There are a lot of sources that provide MBTI assessment, whether online or not. If you use one, know its origin and inquire what its validity and reliability studies are. There should be studies to give you data as proof that it can assess how the MBTI should measures personality.
2. Consider getting the MBTI Certification Program.
Regardless if you took the test alone or with a group, you should be eligible to buy and use the tool. Some may have this chance through their graduate program, but if not, the MBTI Certification Program offers a detailed explanation of the instrument.
3. Recognize its use to determine diversity.
The core of the Myers-Briggs Test is highlighting the concept of types. This tool is used to showcase diversity in a group endeavor. Consider this, and you’ll know when and how to use the MBTI to your advantage.
4. Don’t use the test for hiring.
Again, the Myers-Briggs Test does not support its tool to be used for hiring and to determine an applicant’s skills and talents. However, it can show you different personality types that you may want to know so that you can use this information to your advantage in the workplace.

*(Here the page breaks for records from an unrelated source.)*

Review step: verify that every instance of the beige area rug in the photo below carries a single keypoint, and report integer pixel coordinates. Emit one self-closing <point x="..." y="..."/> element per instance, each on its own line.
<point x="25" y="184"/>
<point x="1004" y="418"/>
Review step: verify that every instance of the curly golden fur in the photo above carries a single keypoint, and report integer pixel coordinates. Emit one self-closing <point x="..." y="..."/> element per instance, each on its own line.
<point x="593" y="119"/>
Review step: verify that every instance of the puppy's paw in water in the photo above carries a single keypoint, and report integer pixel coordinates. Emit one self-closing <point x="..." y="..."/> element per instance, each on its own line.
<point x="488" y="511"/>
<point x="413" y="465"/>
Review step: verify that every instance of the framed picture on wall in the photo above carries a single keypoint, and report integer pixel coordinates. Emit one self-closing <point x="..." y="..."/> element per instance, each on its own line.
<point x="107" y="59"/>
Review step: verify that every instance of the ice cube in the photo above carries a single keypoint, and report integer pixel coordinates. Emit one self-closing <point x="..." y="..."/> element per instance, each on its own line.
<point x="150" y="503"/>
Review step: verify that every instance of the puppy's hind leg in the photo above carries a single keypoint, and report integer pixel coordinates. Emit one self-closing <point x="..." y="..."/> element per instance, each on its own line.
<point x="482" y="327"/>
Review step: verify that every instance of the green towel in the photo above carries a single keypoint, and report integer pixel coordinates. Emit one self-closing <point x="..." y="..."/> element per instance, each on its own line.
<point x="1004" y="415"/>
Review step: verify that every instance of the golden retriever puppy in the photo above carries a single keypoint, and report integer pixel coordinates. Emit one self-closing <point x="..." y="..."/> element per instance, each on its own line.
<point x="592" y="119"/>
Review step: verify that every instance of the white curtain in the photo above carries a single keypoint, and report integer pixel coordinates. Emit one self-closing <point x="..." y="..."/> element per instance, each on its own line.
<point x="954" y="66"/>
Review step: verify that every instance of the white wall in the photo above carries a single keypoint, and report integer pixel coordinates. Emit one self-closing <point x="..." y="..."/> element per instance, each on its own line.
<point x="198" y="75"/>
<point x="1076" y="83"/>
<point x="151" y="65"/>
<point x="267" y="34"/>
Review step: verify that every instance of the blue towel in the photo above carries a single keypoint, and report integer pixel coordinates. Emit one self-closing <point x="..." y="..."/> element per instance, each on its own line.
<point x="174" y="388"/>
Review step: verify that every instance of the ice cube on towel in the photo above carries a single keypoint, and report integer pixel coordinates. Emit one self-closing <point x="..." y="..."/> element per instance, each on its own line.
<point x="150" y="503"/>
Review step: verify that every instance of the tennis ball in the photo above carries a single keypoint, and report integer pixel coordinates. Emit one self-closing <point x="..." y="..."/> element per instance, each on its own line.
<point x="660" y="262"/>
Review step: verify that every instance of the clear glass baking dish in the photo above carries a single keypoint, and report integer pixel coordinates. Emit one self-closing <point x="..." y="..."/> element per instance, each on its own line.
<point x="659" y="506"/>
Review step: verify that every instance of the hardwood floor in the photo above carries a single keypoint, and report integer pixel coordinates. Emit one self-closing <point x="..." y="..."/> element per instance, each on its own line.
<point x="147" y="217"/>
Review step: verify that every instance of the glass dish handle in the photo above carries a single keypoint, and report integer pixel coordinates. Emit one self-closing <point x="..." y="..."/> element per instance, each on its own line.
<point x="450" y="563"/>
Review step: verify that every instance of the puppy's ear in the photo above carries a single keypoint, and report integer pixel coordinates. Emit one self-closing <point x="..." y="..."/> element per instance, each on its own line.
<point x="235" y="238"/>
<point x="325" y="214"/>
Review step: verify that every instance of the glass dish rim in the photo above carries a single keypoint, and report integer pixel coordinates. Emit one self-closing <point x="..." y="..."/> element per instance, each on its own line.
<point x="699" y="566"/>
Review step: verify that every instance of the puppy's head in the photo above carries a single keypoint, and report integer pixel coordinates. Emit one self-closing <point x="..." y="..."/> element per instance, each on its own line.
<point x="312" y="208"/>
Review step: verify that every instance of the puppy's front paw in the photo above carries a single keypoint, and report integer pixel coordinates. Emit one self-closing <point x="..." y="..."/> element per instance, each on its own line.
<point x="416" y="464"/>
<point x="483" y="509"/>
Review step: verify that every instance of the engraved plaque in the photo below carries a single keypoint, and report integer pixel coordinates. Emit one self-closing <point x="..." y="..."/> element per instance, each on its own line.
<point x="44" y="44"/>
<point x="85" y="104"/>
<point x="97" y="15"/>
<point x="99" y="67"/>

5. Know that this is voluntary and respondents can choose what type they best fit in regardless of their results.
This test should be taken voluntarily. In addition, whatever the results may be, it’s also up to the receivers if the MBTI result resonates with them. Don’t hesitate to encourage people to take the test as well. Once you give a brief explanation of the tool and what its reasons are, people are more likely to take it.
6. Give results to the test takers only as per the MBTI ethics.
It’s also part of the MBTI’s ethical rules to only give the results to the test takers. So, it’s up to them to share their information. However, some companies may not like not having the results because it’s useless when they can’t use the information. Most of the time, the consultant will just give some other form of the results while still keeping the confidentiality of the test takers.
7. Feedback should be a minimum of 4 hours ideally.
If one undergoes the test and looks forward to the explanation, this should be done in a detailed manner. Ideally, this can be achieved within a minimum of 4 hours to explain not only to discuss the concept of the test in-depth but also the results specifically. Still, it’s not mandatory, and some feedback is given in shorter hours and in a form of a summary instead.
The Myers-Briggs has been one of the personality tests that has played a huge role in developing other assessment tools. It has its time as a major test taken during the hiring process. But in today’s time, it’s been proven that it’s not as effective. Still, we can use the MBTI for other matters.
Today, it’s common to hear people compare their MBTIs. While it’s not so heavily relied on during pre-employment processes anymore, it’s still around but only prevalent as something that people can use to compare personalities with each other. It’s fun and a great way to socialize and identify diversity in groups. All in all, it’s how we use the Myers-Briggs Test to highlight its strengths, so do research first before investing in this to find potential talents for your company.